Imaginons un instant qu’un habitant d’une île lointaine débarque pour la première fois dans un pays occidental. Si son voyage avait lieu au mois de décembre, il observerait avec beaucoup d’étonnement les comportements de ses hôtes. En interrogeant les passants chargés de cadeaux, il apprendrait que leur excitation est due à l’approche d’une fête dénommée « Noël ». Décidément intrigué, son enquête lui apprendrait ensuite que les enfants attendent à cette occasion des cadeaux qui seraient déposés à leur domicile, au pied d’un sapin lourdement décoré, par un homme à barbe blanche et à fort embonpoint tout de rouge vêtu. Sa seule tâche annuelle serait de livrer des cadeaux aux enfants du monde entier à l’aide de ses rennes tirant à vive allure autour de la planète un traîneau lourdement chargé.
« ça fait les yeux qui brillent »
Confrontés à des récits de ce type, les anthropologues occidentaux ont longtemps eu tendance à déduire que les peuples auprès desquels ils séjournaient étaient sous le joug d’une « mentalité primitive » qui les amenait à entretenir des « croyances irrationnelles ». Notre voyageur, plus charitable, ne tirerait pas cette conclusion. Les sourires et les sous-entendus de ses informateurs sont suffisamment éloquents pour lui faire comprendre que les adultes ne croient pas au père Noël mais s’ingénient à mettre en scène son existence auprès des enfants. Quant aux enfants, j’ai défendu, dans mon livre La Fabrique des croyances chez l’enfant, l’idée un peu sacrilège selon laquelle ils ne croient pas non plus au père Noël. En effet, la notion de croyance, bien qu’il s’agisse d’un mot d’usage courant, est assez difficile à cerner. Si l’on peut ainsi dire aussi bien « je crois qu’il va pleuvoir » que « je crois en Dieu », on se rend rapidement compte qu’il s’agit de phénomènes psychologiques assez différents. Sommairement, on peut toutefois admettre qu’une personne croit que X lorsqu’elle pense que X est vrai, avec un certain degré de confiance. Il est donc nécessaire d’être capable de se représenter ce que X signifie et de considérer que cette représentation a de (plus ou moins) bonnes chances d’être vraie. Il y a donc une sorte d’écart interne entre le contenu sur lequel porte la croyance (« il va pleuvoir ») et le fait de considérer que celui-ci est vrai (« je suis prêt à parier qu’il va pleuvoir »). On ne va ainsi pas dire « je crois qu’il pleut » alors qu’on est en train de se faire rincer par un orage ! Or, dans le cas du père Noël, les jeunes enfants ne disposent pas de cette « distance interne » : le décor soigneusement élaboré par leurs proches constitue en effet pour eux une réalité dans laquelle l’existence du père Noël s’impose à leur esprit.
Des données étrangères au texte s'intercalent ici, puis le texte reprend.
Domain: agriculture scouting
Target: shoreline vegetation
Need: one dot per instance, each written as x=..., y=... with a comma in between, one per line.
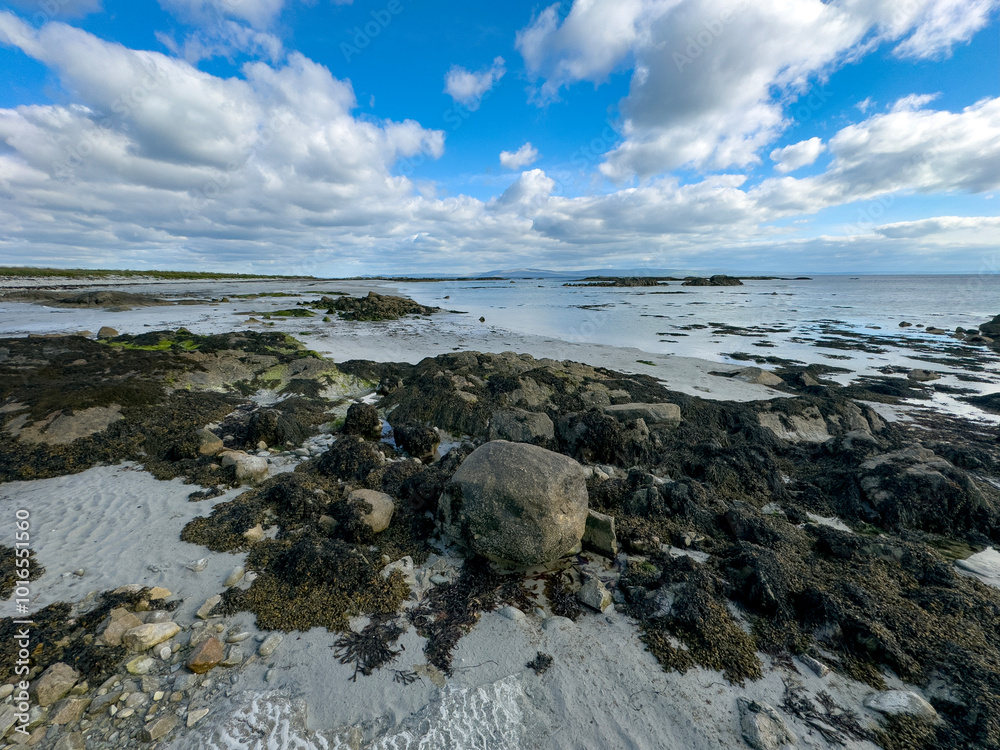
x=743, y=538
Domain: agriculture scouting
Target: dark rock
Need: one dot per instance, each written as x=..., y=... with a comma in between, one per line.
x=516, y=504
x=363, y=420
x=375, y=307
x=350, y=458
x=418, y=440
x=275, y=428
x=717, y=280
x=520, y=426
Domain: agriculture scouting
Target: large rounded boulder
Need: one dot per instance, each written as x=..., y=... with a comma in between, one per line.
x=516, y=504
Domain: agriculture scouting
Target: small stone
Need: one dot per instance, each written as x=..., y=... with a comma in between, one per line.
x=270, y=644
x=159, y=728
x=600, y=534
x=209, y=444
x=818, y=668
x=762, y=726
x=255, y=534
x=382, y=508
x=148, y=635
x=68, y=710
x=206, y=609
x=594, y=594
x=512, y=613
x=405, y=566
x=54, y=683
x=234, y=658
x=140, y=665
x=206, y=656
x=136, y=699
x=71, y=741
x=901, y=703
x=101, y=702
x=235, y=576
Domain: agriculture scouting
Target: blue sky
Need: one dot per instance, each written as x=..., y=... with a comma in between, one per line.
x=400, y=136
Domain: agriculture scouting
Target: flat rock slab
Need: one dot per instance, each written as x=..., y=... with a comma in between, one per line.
x=762, y=726
x=147, y=636
x=651, y=414
x=901, y=703
x=54, y=683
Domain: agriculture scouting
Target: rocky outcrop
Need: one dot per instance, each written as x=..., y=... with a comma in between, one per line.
x=520, y=426
x=717, y=280
x=516, y=504
x=901, y=703
x=381, y=508
x=762, y=726
x=375, y=307
x=362, y=420
x=666, y=415
x=418, y=440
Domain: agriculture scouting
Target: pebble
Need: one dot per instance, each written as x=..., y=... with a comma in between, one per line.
x=235, y=576
x=205, y=610
x=159, y=728
x=270, y=644
x=140, y=665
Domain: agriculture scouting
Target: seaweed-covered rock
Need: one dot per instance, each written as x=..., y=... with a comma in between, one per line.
x=650, y=414
x=418, y=440
x=362, y=419
x=520, y=426
x=350, y=458
x=913, y=488
x=376, y=508
x=275, y=428
x=376, y=307
x=516, y=504
x=717, y=280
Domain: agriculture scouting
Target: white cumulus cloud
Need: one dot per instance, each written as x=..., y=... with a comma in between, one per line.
x=797, y=155
x=523, y=157
x=468, y=88
x=714, y=82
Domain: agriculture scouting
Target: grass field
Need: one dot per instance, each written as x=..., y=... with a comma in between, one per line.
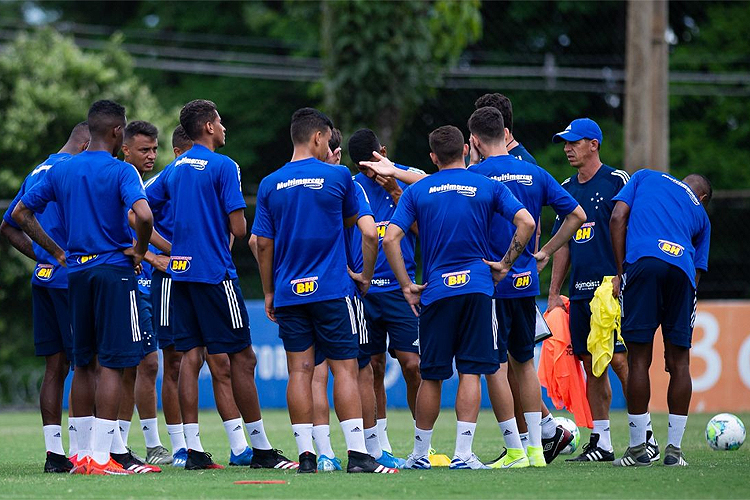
x=710, y=474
Durant les premières années, le doute n’est pas vraiment permis : des adultes dignes de confiance leur affirment que le père Noël va bientôt arriver et, le jour venu, des cadeaux s’empilent bel et bien au pied du sapin décoré. Ce n’est que vers l’âge de 7 ou 8 ans que cette réalité commence à s’effilocher, jusqu’à ce que l’enfant affirme devant des parents un peu émus que « le père Noël n’existe pas ».
Si l’on admet ce raisonnement, on se doit donc de conclure que, littéralement, personne ne croit au père Noël (à part peut-être les enfants de 6 ou 7 ans qui se mettent à questionner son existence). Mais alors pourquoi déployer autant d’efforts pour « faire croire » aux plus jeunes que cet étrange personnage est la source de tous ces présents ? Une enquête menée il y a quelques années auprès d’enfants âgés d’une dizaine d’années peut nous mettre sur la piste. En effet, nous leur avions demandé si, une fois compris que le père Noël n’existait pas, ils avaient transmis cette information à des camarades moins âgés. L’immense majorité des enfants répondirent, souvent un peu outrés, que ce secret avait été précieusement gardé. Les raisons invoquées étaient révélatrices : « C’est un peu une tradition. Et de faire croire aux petits, c’est sympa », « ça fait de bonnes émotions », ou encore cette très jolie formule : « ça fait les yeux qui brillent ». Autrement dit, sauvegarder la « croyance » au père Noël est une tâche que ceux et celles qui viennent de passer de l’autre côté du miroir reprennent immédiatement à leur compte ; elle procure en effet des émotions positives aussi bien pour ceux qui vivent cette histoire au premier degré que pour ceux qui y croient au second degré (« il est bien de croire au père Noël »).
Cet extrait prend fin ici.